In an effort to protect the interests of transgender individuals and avoid aligning with explicit bigots, some left-wing figures have refrained from expressing reservations about policies like self-identification. Over the past decade, Labour activists have vilified feminist commentators who dared to raise concerns. Starmer has expanded the boundaries of discussion by introducing a more nuanced approach. Medical associations across Europe now recommend caution regarding affirmative models of gender care for minors. Professionals are now discussing the possibility of social contagion influencing teenagers’ professed identities and the belief that puberty itself can potentially resolve gender dysphoria in some cases. The lack of evidence regarding the safety and efficacy of puberty blockers is now up for debate.

Notably, international sports bodies have started undoing previous policies that allowed transgender women to compete against cisgender women. British Rowing, for instance, has restricted women’s events to individuals assigned female at birth while accommodating transgender participation through separate categories. Similarly, cycling’s world governing body, the Union Cycliste Internationale, has restricted the female category to those assigned female at birth who have never taken testosterone while creating an “open” competition for individuals who have experienced male puberty or used male hormones.

In the United States, however, political polarization has halted productive discussions on this matter. One frustrating aspect of this discourse is that many liberals are unaware of their own ignorance. Punitive bans in conservative states paired with overtly anti-LGBTQ rhetoric from Republicans have caused Democrats to instinctively defend puberty blockers and gender-affirming surgeries for minors. This occurs despite increasing caution expressed by European experts. The lack of an evidence-based debate on child transitions in America can be attributed to medical groups’ adherence to the affirmative model, despite reservations voiced by their international counterparts. The American Academy of Pediatrics recently voted unanimously to continue supporting the affirmative approach, hindering a proper discussion based on evidence.

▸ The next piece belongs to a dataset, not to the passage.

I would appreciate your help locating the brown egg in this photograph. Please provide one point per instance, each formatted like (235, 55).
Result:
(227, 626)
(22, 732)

Clearly, a vast middle ground exists. Late last year, polling indicated that approximately 75% of Americans opposed discrimination against transgender people in areas such as housing, colleges, workplaces, and accessing health insurance. However, more than 60% of American adults believe that trans women and girls should not participate in female sports at any level, with solid majority opposition to hormone interventions for those under 18. Among transgender adults themselves, the same poll found that 30% supported sex-based restrictions in sports, while an equal number found it inappropriate for young children to receive puberty blockers. This nuanced position, which supports transgender individuals in daily life while acknowledging a difference between trans women and cisgender women, remains largely unarticulated among leaders on both sides of the debate. Writer Lisa Selin Davis describes this issue as an example of tribalism and extremism stemming from the two-party system and exacerbated by social media.

Davis’s involvement in the gender debate began as a parent of a gender-nonconforming child. When she shared her experience in The New York Times, she received letters urging her to let her child transition and warning of the risk of suicide otherwise. While she still considers herself on the left, Davis believes that her natural allies might vilify her for her nuanced perspective.